Jembrana – UPTD. Balai Perlindungan Tanaman Pangan Hortikultura dan Perkebunan (BPTPHBUN) Dinas Pertanian Provinsi Bali melaksanakan Gerakan Pengendalian Penggerek Batang Padi sebagai langkah konkret dalam menekan serangan organisme pengganggu tanaman (OPT), khususnya hama penggerek batang padi, yang selama ini menjadi salah satu penyebab utama penurunan hasil produksi padi di berbagai wilayah.
Gerakan pengendalian ini merupakan bagian dari strategi nasional dalam menjaga ketahanan pangan serta meningkatkan kesejahteraan petani, dengan luas 20 Ha sawah bersumber dari Ditlin Tanaman Pangan APBN. Alokasi kegiatan tersebut digunakan secara terarah untuk kegiatan pengendalian hama berbasis Pengendalian Hama Terpadu (PHT), penguatan kapasitas sumber daya manusia pertanian, serta penyediaan sarana pengendalian di tingkat lapangan dalam hal ini bahan pengendali.

Penggerek batang padi (Scirpophaga spp.) merupakan hama utama tanaman padi yang menyerang pada fase vegetatif dan generatif. Serangan pada fase vegetatif menyebabkan gejala sundep (dead heart), sementara pada fase generatif menyebabkan beluk (white head) yang berdampak langsung pada kegagalan pembentukan malai.
Berdasarkan data (tahun 2025), tingkat serangan di beberapa wilayah meningkat dengan potensi kehilangan hasil hingga 40% (sekitar 47.607 ton Gabah Kering Giling/GKG) Kondisi ini mendorong pemerintah untuk melakukan intervensi secara sistematis, terkoordinasi.
Gerakan ini bertujuan untuk menekan tingkat serangan penggerek batang padi hingga di bawah ambang ekonomi, meningkatkan produktivitas padi secara berkelanjutan, mengurangi ketergantungan terhadap pestisida kimia sintetis, meningkatkan kapasitas dan kemandirian petani dalam pengendalian OPT, dan mendukung tercapainya target produksi padi nasional
Pelaksanaan gerakan pengendalian penggerek batang padi dilakukan melalui pendekatan terpadu yang melibatkan berbagai komponen, antara lain:

1. Pengamatan dan Monitoring Intensif oleh petani dan petugas POPT

2. Pengendalian Secara Kultur Teknis

3. Pemanfaatan Agens Hayati dan Biopestisida

4. Penggunaan Varietas Tahan Hama

5. Pengendalian Kimia Secara Bijak

6. Peningkatan Kapasitas Petani

Program ini menyasar 20 Ha lahan sawah di Kabupaten Jembrana dengan melibatkan 25 petani sebagai penerima manfaat langsung.
Kepala Seksi SPT, Ayu Ningrat dalam hal ini mewakili Kepala UPTD, BPTPHBUN menyampaikan, “Gerakan ini merupakan wujud nyata komitmen pemerintah dalam melindungi petani dari ancaman hama sekaligus menjaga stabilitas produksi pangan.

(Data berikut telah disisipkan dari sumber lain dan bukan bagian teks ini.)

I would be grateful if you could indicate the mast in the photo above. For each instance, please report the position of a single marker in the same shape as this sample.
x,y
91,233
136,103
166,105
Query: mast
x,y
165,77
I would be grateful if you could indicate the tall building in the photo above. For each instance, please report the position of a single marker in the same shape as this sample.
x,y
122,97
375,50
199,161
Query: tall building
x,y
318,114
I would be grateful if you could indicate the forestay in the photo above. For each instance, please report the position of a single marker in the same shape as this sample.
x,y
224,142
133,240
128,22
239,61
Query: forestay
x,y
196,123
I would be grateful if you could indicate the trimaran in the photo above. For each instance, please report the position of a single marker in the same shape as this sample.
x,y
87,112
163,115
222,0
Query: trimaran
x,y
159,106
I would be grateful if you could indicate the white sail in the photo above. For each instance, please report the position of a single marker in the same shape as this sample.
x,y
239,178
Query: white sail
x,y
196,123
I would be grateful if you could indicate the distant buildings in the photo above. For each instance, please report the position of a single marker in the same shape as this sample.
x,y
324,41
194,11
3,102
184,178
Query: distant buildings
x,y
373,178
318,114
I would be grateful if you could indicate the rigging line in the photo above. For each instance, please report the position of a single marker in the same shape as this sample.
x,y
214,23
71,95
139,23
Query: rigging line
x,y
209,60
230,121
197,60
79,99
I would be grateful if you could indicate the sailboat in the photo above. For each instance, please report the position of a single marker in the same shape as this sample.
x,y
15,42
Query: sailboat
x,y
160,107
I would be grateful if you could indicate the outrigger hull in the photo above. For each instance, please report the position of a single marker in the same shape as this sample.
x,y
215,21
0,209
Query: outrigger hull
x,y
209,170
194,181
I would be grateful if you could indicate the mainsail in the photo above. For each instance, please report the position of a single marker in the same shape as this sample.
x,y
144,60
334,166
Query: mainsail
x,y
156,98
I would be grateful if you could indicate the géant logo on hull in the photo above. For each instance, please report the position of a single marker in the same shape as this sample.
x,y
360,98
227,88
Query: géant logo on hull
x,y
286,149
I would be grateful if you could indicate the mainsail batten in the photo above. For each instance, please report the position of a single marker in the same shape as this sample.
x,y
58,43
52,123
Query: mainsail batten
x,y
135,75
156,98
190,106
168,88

Pendekatan yang digunakan tidak hanya berfokus pada pengendalian, tetapi juga pada keberlanjutan ekosistem pertanian.”

Sementara itu, salah satu perwakilan petani, I Wayan Suartama menyambut baik program ini karena memberikan solusi yang lebih efektif, karena kegiatan ini di lakukan serempak dan bersama-sama, disampaikan ucapan terima kasih atas bantuan dan dukungan dari pemerintah sehingga tanaman padi yang dibudidayakan mendapat pengendalian hama penggerek batang padi.
Keberhasilan gerakan pengendalian hama penggerek batang padi ini tidak lepas dari partisipasi aktif seluruh petani dan dukungan dari berbagai pihak terkait. Petani Kabupaten Jembrana khususnya Subak Subak Pangkung Jajung Desa Baler Bale Agung Kecamatan Negara yang ikut pada kegiatan gerakan pengendalian seluas 20 Ha yang dialokasikan oleh Direktorat Jenderal Perlindungan Tanaman Pangan Kementerian Pertanian RI sebanyak 25 Petani yang hadir pada kegiatan gerakan pengendalian hama pengerek batang padi. Tahap selanjutnya UPTD. BPTPHBUN Distanpangan Bali terus memantau perkembangan populasi pengerek batang padi dan melakukan evaluasi secara berkala melalui pelaporan petugas Pengendali Organisme Pengganggu Tanaman yang bertugas di Kecamatan Negara, Kabupaten Jembrana.